Taser’s Training Bulletin notes that claims of sudden cardiac arrest due to ECD deployment leave an agency to disprove a negative. That’s not an easy proposition in a courtroom. Lowering the point of aim in the preferred frontal target zone helps eliminate this possibility. Moreover, a lower point of aim reduces the chances of an errant hit in the head, neck or a female breast.
It would be a serious misstep to abandon the ECD as an effective tool for street and correctional officers. It would also be a mistake for agencies to improperly respond to the Training Bulletin by banning upper chest shots. They will happen in the tense, uncertain and rapidly-evolving situations where police go every day. Any policy revision should state that the lower chest area is the preferred target zone when the back isn’t available. Our agency has already revised its policy to acknowledge the preferred frontal target zone, while recognizing that the dynamics of a confrontation and the best officer safety practices may not always allow time for targeting probes at a precise area. Remember: A revised policy requires retraining.

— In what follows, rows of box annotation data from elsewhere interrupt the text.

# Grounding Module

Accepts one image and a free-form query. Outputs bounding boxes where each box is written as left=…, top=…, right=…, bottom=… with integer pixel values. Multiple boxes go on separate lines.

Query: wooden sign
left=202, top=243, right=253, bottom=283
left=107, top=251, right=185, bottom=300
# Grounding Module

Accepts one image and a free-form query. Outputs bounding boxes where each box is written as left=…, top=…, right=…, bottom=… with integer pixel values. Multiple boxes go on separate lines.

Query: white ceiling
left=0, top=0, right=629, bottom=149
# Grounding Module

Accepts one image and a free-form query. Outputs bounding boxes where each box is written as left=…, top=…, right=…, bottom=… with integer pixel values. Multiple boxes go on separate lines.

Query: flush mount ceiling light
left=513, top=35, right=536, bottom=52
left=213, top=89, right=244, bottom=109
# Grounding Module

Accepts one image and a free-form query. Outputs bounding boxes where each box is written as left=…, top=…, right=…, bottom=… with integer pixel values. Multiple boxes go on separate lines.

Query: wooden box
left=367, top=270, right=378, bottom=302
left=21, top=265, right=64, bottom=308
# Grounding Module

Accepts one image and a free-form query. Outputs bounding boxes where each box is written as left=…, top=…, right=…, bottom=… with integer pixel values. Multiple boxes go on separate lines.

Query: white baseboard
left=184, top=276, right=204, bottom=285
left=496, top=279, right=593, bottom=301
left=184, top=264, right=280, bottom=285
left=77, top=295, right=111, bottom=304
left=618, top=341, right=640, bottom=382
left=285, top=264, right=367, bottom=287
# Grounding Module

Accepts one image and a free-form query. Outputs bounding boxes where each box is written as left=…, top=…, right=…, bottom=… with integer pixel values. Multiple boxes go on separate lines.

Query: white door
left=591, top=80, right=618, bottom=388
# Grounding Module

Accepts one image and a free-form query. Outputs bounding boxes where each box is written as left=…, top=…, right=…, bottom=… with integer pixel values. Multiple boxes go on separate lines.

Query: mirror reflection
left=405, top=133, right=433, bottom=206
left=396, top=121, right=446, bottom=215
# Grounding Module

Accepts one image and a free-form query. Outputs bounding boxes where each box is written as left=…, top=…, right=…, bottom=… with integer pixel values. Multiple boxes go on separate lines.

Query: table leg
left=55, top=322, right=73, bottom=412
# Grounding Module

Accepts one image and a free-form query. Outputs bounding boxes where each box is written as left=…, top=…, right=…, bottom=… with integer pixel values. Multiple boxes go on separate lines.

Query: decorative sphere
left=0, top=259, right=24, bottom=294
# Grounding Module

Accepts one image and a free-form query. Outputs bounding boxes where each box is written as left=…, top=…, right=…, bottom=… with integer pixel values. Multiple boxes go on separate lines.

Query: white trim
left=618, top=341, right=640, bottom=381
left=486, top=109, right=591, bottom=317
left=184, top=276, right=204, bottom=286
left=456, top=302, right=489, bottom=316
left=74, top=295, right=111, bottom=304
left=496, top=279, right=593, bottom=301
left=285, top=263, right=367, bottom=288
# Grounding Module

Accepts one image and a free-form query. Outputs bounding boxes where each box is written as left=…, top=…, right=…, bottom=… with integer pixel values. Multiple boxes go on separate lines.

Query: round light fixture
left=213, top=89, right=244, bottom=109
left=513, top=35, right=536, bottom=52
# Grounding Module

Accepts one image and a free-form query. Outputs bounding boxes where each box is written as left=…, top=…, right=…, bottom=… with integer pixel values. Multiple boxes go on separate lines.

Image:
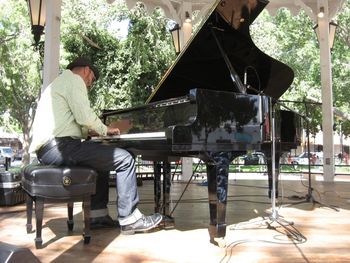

The nature of confronting lawbreakers involves occasional injury. Today’s infrequent injuries associated with ECD deployment are far less significant and frequent than those following blows from a straight stick or other impact weapon. Taser took a bold step in revising the preferred target zone; they did it for the right reasons. The change has generated much discussion about how we use ECDs and what safety measures we take. It seems to me that’s part of professional progress.